Have you ever been given a position, whether in a team, or a promotion at work, where you felt that the one promoting you overestimated your merit or ability? How fragile does a person feel in that situation! Or worse yet, if you did deserve it at the time, but later you lost your skills or merit, and became undeserving of the promotion or position you had received. The good news is that we have no such reasons to fear: just as we had no salvation-worthy actions, attitudes or attributes on the way in, neither can we run the risk of having damnation-worthy distractions, desires or disasters.
So, just as you have no reason to boast, so also are you freed of having any reason to fear that your position before God could change. You ought to be happy about that, because if you are anything like this author, you do about 15 things every day that would give God every reason to drop you at the next bus stop and get the heck out of there, and disappear forever like the 703 to Middle Brighton.
Again, how beautiful it is to be chosen freely. God did not need you, nor did he need to save you. He didn’t have to choose you because you met some criteria. Neither is there hierarchy in how deserving the elect are of their election. Just as not one of us earned a single point on the board, not one of us can hold a single spiritual pedigree over another.
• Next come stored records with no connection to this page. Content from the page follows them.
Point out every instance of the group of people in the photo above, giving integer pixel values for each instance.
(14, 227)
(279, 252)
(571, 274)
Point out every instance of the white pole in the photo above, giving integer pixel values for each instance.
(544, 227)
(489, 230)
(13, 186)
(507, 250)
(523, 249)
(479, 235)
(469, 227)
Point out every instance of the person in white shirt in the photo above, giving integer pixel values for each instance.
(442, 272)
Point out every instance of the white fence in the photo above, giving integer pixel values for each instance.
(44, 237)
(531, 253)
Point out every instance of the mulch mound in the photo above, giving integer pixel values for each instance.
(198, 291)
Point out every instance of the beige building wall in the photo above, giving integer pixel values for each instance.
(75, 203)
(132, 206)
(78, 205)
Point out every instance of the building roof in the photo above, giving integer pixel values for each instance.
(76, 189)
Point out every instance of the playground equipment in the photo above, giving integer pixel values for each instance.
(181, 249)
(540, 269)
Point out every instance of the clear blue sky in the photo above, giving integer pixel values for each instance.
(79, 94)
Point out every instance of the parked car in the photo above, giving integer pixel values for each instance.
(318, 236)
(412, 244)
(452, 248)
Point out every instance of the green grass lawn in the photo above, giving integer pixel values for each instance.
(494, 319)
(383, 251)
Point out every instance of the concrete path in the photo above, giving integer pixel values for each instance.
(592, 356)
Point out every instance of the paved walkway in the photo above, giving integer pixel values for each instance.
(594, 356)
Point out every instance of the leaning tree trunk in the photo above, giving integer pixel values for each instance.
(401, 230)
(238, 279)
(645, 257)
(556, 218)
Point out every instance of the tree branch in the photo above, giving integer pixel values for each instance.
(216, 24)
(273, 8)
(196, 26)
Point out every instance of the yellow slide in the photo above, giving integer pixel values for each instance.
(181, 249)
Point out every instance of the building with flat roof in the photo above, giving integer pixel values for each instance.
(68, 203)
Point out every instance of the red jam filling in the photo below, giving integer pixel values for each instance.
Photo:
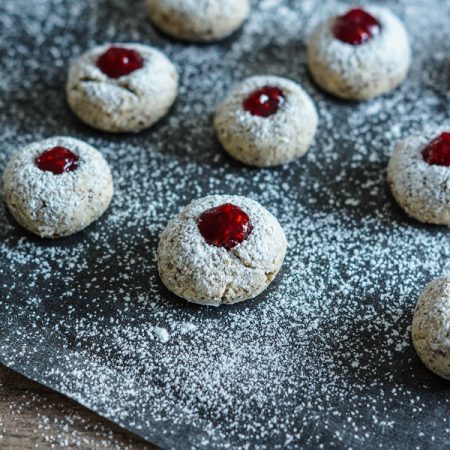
(437, 151)
(57, 160)
(356, 27)
(264, 102)
(225, 226)
(117, 62)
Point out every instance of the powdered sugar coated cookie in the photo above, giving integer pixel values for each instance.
(198, 20)
(421, 188)
(266, 121)
(431, 326)
(57, 187)
(357, 72)
(121, 87)
(236, 265)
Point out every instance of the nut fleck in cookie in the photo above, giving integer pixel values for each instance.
(221, 249)
(57, 187)
(121, 87)
(198, 20)
(266, 121)
(360, 54)
(431, 326)
(419, 176)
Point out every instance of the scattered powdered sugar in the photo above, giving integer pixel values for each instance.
(323, 358)
(162, 333)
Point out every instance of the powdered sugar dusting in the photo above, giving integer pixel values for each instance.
(323, 358)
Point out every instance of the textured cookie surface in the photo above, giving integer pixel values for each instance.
(358, 72)
(431, 326)
(52, 205)
(266, 141)
(206, 274)
(129, 103)
(421, 189)
(198, 20)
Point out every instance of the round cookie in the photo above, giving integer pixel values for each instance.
(266, 121)
(431, 326)
(198, 20)
(359, 55)
(419, 176)
(121, 87)
(57, 187)
(221, 249)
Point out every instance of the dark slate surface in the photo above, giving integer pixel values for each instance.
(323, 357)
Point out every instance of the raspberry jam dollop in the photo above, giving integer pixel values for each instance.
(356, 27)
(225, 226)
(264, 102)
(117, 62)
(57, 160)
(438, 151)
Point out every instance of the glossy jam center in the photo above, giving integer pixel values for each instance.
(225, 226)
(57, 160)
(264, 102)
(438, 151)
(117, 62)
(356, 27)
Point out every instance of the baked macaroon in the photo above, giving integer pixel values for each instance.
(360, 54)
(419, 176)
(221, 249)
(431, 326)
(266, 121)
(57, 187)
(198, 20)
(121, 87)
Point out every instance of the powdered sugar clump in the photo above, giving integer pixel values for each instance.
(322, 359)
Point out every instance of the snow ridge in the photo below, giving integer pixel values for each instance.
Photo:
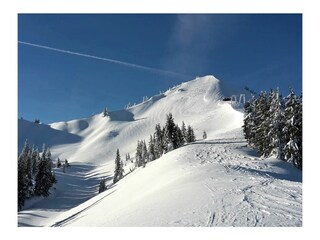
(212, 182)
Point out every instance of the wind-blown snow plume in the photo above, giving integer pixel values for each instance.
(127, 64)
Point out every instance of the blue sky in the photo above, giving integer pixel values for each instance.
(260, 51)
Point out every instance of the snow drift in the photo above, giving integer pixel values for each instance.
(216, 182)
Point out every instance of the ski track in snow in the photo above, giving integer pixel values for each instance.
(255, 194)
(214, 182)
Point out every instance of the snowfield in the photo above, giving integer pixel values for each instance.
(218, 181)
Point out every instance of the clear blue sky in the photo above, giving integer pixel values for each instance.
(260, 51)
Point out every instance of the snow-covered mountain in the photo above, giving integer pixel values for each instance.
(212, 182)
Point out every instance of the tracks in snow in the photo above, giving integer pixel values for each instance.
(244, 190)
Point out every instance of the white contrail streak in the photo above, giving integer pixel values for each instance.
(160, 71)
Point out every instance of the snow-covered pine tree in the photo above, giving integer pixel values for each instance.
(275, 122)
(34, 160)
(204, 135)
(59, 164)
(260, 127)
(105, 112)
(118, 171)
(170, 133)
(190, 135)
(158, 141)
(184, 131)
(45, 177)
(293, 129)
(139, 154)
(144, 153)
(23, 182)
(151, 149)
(180, 137)
(102, 185)
(248, 122)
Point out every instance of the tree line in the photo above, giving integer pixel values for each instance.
(35, 175)
(164, 139)
(273, 125)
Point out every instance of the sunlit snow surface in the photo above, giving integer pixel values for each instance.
(214, 182)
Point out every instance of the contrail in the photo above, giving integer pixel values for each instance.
(160, 71)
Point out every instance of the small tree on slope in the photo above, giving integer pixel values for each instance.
(118, 172)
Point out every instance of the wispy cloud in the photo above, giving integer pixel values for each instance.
(194, 39)
(114, 61)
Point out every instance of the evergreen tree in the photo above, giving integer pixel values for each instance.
(34, 161)
(102, 185)
(139, 154)
(248, 122)
(293, 129)
(23, 181)
(45, 177)
(170, 133)
(105, 112)
(180, 137)
(144, 153)
(260, 127)
(204, 135)
(118, 172)
(151, 149)
(158, 141)
(184, 131)
(275, 143)
(190, 135)
(59, 164)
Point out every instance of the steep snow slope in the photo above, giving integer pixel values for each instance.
(186, 175)
(195, 102)
(212, 183)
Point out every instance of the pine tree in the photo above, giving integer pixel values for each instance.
(102, 185)
(118, 171)
(275, 138)
(170, 133)
(204, 135)
(23, 181)
(293, 129)
(184, 131)
(139, 154)
(105, 112)
(158, 141)
(248, 122)
(45, 177)
(34, 161)
(144, 153)
(260, 127)
(151, 149)
(190, 135)
(180, 137)
(59, 164)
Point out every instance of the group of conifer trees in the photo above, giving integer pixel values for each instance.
(35, 175)
(165, 139)
(273, 126)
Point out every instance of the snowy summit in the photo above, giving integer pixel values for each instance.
(215, 181)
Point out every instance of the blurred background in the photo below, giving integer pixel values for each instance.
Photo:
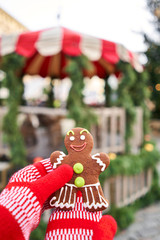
(89, 64)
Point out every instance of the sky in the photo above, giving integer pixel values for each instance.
(120, 21)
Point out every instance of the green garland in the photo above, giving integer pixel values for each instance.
(12, 136)
(125, 99)
(78, 110)
(132, 92)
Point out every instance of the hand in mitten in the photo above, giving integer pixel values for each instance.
(22, 200)
(80, 224)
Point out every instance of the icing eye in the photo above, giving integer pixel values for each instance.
(72, 138)
(82, 137)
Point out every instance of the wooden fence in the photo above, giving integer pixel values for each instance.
(123, 190)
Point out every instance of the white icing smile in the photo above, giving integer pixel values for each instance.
(78, 148)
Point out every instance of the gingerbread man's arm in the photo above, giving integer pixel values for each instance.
(57, 158)
(102, 160)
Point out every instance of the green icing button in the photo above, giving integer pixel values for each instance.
(78, 168)
(79, 182)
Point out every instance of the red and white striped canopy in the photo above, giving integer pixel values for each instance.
(46, 50)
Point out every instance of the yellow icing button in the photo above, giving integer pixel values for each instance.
(78, 168)
(79, 182)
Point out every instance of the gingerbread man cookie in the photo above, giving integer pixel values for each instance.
(86, 167)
Everything we have, from election before time to earthy strengths, are all gifts.
Unconditional means that there are no strings attached and no End User Licence Agreements. There isn’t a void clause, upon which your membership always hangs in the balance. Your entry wasn’t dependent upon any conditions, there was no fine print. In the same way, there are no secrets or secret clauses you need to fear. If God has set his saving love upon you, that is the end of the story. You were uniquely and particularly desired and set apart by God for the things he has called you to work in (Eph 2:10). What could possibly be better? Do you really think that God ‘looking forward in time’ and just choosing whichever random people happened to make the right decision for one reason or another is better? That God didn’t choose you in particular, he just chose a category that you happened to find yourself in?
Truly truly, we abhor the thought. Rather, this doctrine which is sometimes called Unconditional Election, this fifth of the flowerbed doctrines, is one that should remind Christians of their security in Christ, the wisdom and grace of their God, and their jubilant freedom from performance metrics or KPIs.
If you have not yet trusted in Christ, what you need to hear is this. Jesus was hung on a cross in the public square (symbolically speaking), so it is in the public square that both his death and resurrection are proclaimed. If you come to see your sin, your helplessness outside of Christ, he welcomes you to trust in him with open arms, and no resume. Do not come with anything in your hands, come simply trusting. We can tell you truly, that you will find him to be a perfect saviour. He does not need whatever it is that you think you bring to the table, but when you come and embrace him in faith you will find that it was simply you that he wanted. So come. Come, and welcome to Jesus Christ.